Architecture for AI integration in conferencing applications

With the latest improvements in ML technology, especially generative algorithms and large language models, more and more conferencing applications are adding these capabilities to their offerings.

This ML technology can be applied to conferencing applications at two different levels: the infrastructure level with improvements in media handling and transmission, and the application level with new features or capabilities for the users.

At the infrastructure level (codecs, noise suppression, etc.) most of the high-level ideas were covered in this other post. Some interesting recent advances are applying “ML codecs” for audio redundancy, and the next frontier is applying generative algorithms also to video, as well as general applications to photorealistic avatars.

This post focuses on the second level (the application part) and how to implement typical features such as summarization, image generation, or moderation. The idea here is to present a reference architecture that can be used to implement these services.

The architecture presented below is based on two core ideas:

1. The system is split into three different subsystems that have different execution patterns:

  • One on-demand subsystem that the application can use to request specific capabilities when needed.
  • One offline subsystem that processes files, events and recordings in the background for enhancement, filtering, or extracting relevant information. This system has a tradicional storage bucket as backend (f.e. AWS S3).
  • One online subsystem that processes all communication events (messaging, signaling, messaging) in almost real-time to make decisions, extract information, or enhance those events. This system has a streaming queue as backend (f.e Apache Kafka).

2. All the ML algorithms are exposed behind an API/Gateway to abstract details of the implementation and interface with hosted models and external providers.

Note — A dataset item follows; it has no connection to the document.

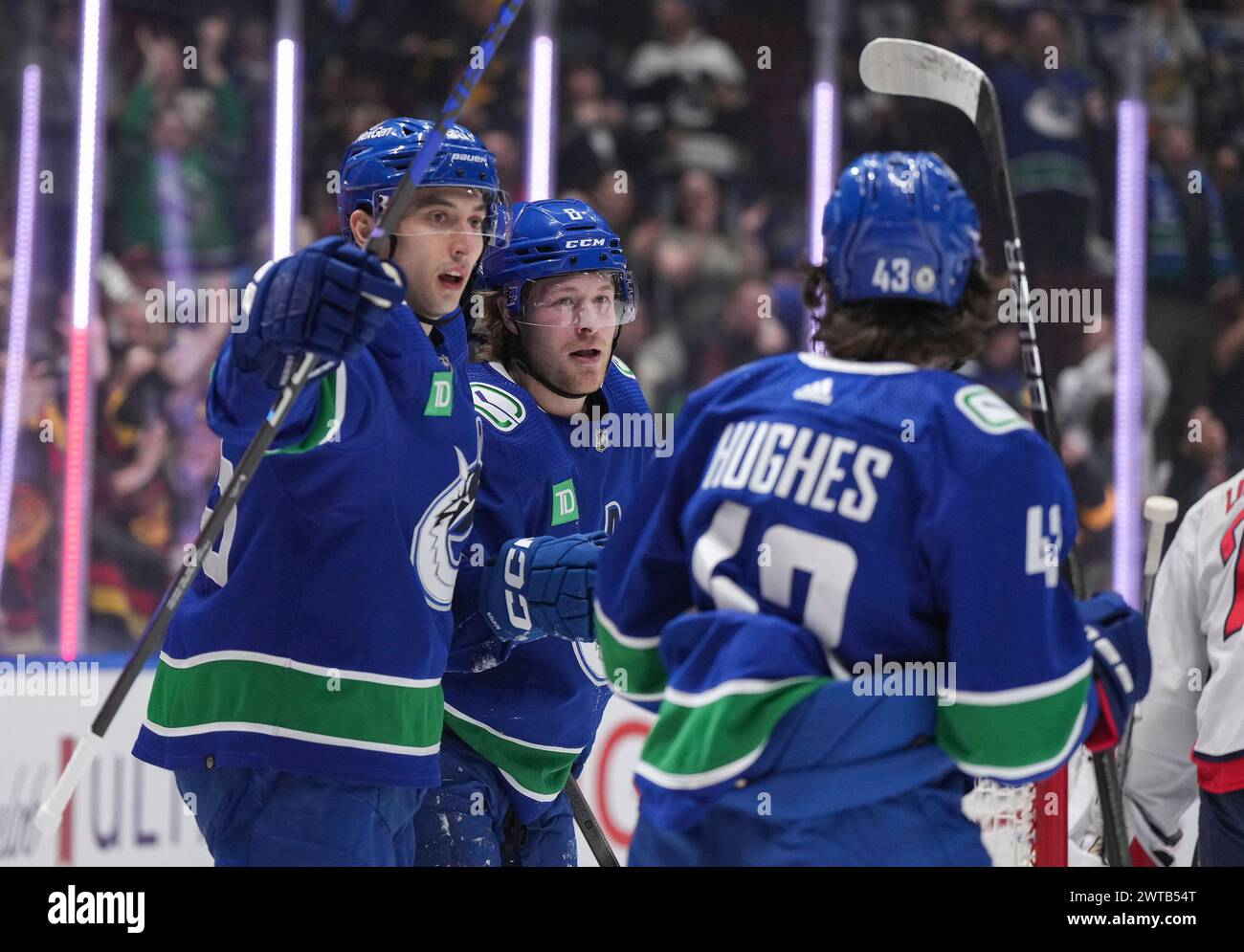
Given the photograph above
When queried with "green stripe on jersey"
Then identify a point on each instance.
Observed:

With that architecture these are some typical features and how they could be implemented:

  • Media generation (images, music, memes…) can be requested from the application when requested by the user or automatically when needed by the application.
  • Enhanced recordings, for example with the typical super-resolution algorithms, can be generated by a background post-processing process ran every time there is a new recording generated in the storage bucket.
  • Real time extraction of relevant fields from the conversation (f.e. action items) can be implemented with a process reading the captions from the queue, grouping them in chunks by topic or speaker, and then sending those chunks to the AI Gateway. That information can be fed back to the queue so that other processes or the application can make use of them.